Abstraction meant that instead of learning ad hoc practical recipes for art, science, culture, etc, the West has always had an interest in developing symbolic systems of representation that allow formal modelling, manipulation, and prediction.

Universality meant that truth was external to society, and independent of social status. It's the theoretical basis of much Western politics ("All people are equal") but it's also the foundation of much science, which combines abstraction with universality to find reliable invariants.

Asian cultures were very inventive in specifics - sometimes more so than Western culture. But they never aimed for abstraction and universality in the same way. The tendency was more to group knowledge into hierarchies of virtue, and to privilege subjective experiences over objective invariants.

In your example, Western music is what you get when you get both abstraction and universality applied to sound.

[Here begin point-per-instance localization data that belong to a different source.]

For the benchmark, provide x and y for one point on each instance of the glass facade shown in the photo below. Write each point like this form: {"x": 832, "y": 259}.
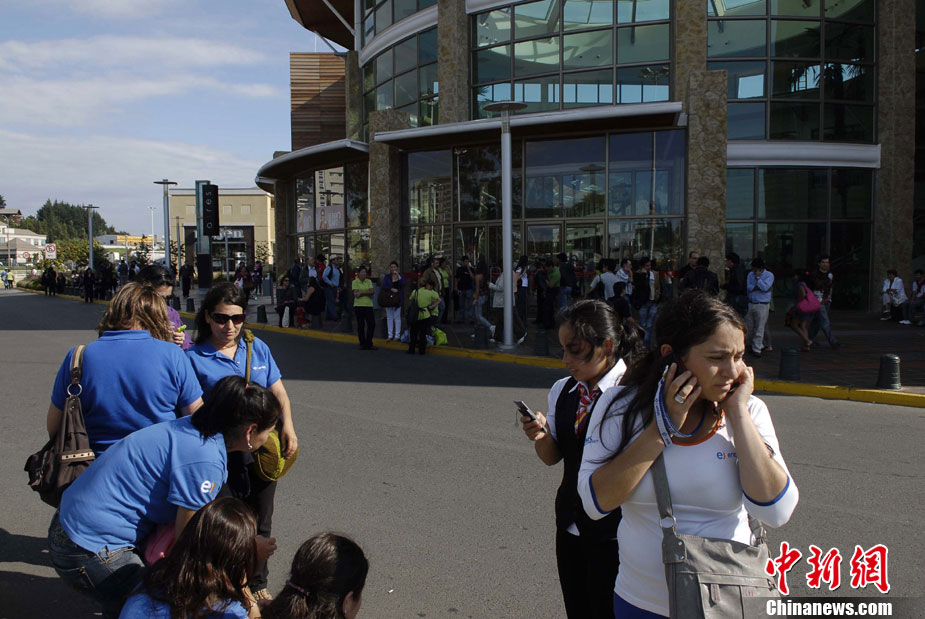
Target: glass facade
{"x": 797, "y": 70}
{"x": 332, "y": 213}
{"x": 561, "y": 54}
{"x": 789, "y": 216}
{"x": 608, "y": 195}
{"x": 404, "y": 77}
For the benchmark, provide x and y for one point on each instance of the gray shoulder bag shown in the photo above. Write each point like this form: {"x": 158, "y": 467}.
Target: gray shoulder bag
{"x": 710, "y": 577}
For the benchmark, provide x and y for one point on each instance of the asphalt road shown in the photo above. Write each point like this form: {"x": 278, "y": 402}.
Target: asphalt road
{"x": 419, "y": 459}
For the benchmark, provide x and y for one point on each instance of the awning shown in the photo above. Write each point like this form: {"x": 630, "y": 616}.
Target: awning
{"x": 327, "y": 155}
{"x": 631, "y": 116}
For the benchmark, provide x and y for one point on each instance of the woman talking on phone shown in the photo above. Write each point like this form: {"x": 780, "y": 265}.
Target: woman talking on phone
{"x": 219, "y": 350}
{"x": 689, "y": 401}
{"x": 593, "y": 343}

There's abstraction in that the music is written before it's played, which makes it possible to create complex abstract structures on paper that can be built slowly and expertly for maximum effect.

And there's universality - less successfully, perhaps - in the sense that there's a belief in a primary set of invariant relationships between the elements of sound.

Eastern musics have some different attempts at universality, but so far as I know there was never an interest in abstraction in the same way. E.g. Indian classical music has systems, but they're more like rules for improvisation, not rules for building structures out of notes without actually playing any sounds at all.

The critical thing about abstraction is that it can be a huge amplifier of creativity, because you can prototype ideas, systems and experiences symbolically without having to build/generate/perform them in the real world first.

And the interesting thing is that we're only just getting started with it. Science has mostly been a success, but there's a lot mileage in other areas. Computers are one step along the way, but there's a lot more about abstraction still to be discovered and enjoyed.

1 comments

> It's the theoretical basis of much Western politics ("All people are equal")

From the 18th century "enlightenment" period, you mean? Before the 18th century, this idea was pretty much absent from actual western politics. The 18th century is parted from the ancient Greek golden period by more than two thousand years.

Yes, ancient Greek philosophy was influential, but as fsloth says above, you can't just ignore the in-between time and its thinkers. Don't forget either that many of the advances in the Enlightenment came from breaking with the teachings of classical Greece.